DB2 Export and Load Using Compression & Named Pipes

Have you ever tried to export a very large table from your DB2 database and the dump was so huge that filled up the filesystem? Then you dug the DB2 Infocenter just to find there's no such thing as a compress option for the db2 export command. Damn it!
Well, everything is not lost, you should try a pearl called named pipe.

Instead of a conventional, unnamed, shell pipeline, a named pipeline makes use of the filesystem. It is explicitly created using mkfifo, and two separate processes can access the pipe by name: one process can open it as a reader, and the other as a writer.
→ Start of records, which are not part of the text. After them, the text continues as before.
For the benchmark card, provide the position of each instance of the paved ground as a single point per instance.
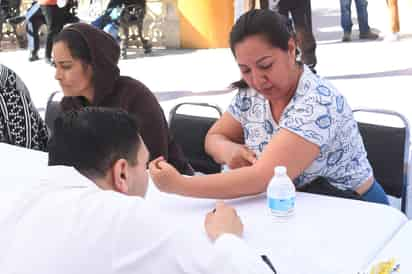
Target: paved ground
(372, 74)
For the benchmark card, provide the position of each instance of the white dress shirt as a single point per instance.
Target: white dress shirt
(57, 221)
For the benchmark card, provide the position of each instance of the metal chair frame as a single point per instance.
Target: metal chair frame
(403, 195)
(197, 157)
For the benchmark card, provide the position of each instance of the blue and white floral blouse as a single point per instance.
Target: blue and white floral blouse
(318, 113)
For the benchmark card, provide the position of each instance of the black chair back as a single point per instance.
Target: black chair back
(189, 131)
(53, 109)
(388, 153)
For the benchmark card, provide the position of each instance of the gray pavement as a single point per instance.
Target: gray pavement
(375, 74)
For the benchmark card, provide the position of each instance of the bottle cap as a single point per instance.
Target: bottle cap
(280, 170)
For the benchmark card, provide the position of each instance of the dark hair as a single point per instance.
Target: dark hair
(92, 139)
(76, 44)
(271, 25)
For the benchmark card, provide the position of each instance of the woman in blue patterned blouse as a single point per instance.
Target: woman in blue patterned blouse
(283, 114)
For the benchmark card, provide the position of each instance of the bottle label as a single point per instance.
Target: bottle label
(281, 204)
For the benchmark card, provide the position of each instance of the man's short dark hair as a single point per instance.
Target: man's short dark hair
(92, 139)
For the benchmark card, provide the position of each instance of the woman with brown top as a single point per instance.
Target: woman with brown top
(86, 61)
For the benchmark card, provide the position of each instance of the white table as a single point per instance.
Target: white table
(398, 248)
(326, 235)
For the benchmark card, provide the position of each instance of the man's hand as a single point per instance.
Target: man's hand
(164, 175)
(222, 220)
(240, 156)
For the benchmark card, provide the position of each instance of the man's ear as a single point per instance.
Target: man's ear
(120, 176)
(292, 48)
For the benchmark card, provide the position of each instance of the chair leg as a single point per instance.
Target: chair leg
(125, 41)
(147, 46)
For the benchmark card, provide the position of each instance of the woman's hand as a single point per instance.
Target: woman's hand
(239, 156)
(223, 219)
(164, 175)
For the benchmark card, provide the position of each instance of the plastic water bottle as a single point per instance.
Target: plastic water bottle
(281, 193)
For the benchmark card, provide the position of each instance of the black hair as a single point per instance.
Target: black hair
(76, 44)
(271, 25)
(92, 139)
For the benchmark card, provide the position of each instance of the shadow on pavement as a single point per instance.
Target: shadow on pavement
(133, 52)
(171, 95)
(389, 73)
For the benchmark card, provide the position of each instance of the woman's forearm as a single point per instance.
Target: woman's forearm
(218, 146)
(231, 184)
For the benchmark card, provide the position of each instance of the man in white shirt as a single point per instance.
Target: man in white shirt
(95, 220)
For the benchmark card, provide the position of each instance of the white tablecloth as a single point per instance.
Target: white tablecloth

For example, one can create a pipe and set up gzip to compress things piped to it:

mkfifo /tmp/mypipe 
gzip -c < /tmp/mypipe > mytable.del.gz & 

In a separate process, independently, one could send the data to be compressed:

db2 "export to /tmp/mypipe of del select * from myschema.mytable" 

The dump will be compressed by the background process you created and directed to the compressed file mytable.del.gz. Later the named pipe can be deleted just like any file:

rm /tmp/mypipe

The other way around is also possible, you can pipe the output of gzip into a named pipe like so:

mkfifo /tmp/mypipe 
cat employee.del.gz | gzip -dc > /tmp/mypipe & 

Then load the uncompressed data into your DB2 table:

db2 "load from /tmp/mypipe of del replace into myschema.mytable nonrecoverable" 

Remove the pipe after the load is completed:

rm /tmp/mypipe

Without this named pipe one would need to write out the entire uncompressed version of mytable.del.gz before loading it into DB2. Writing the temporary file is both time consuming and results in more I/O and less free space on the hard drive. I found it really useful for big tables, who's with me??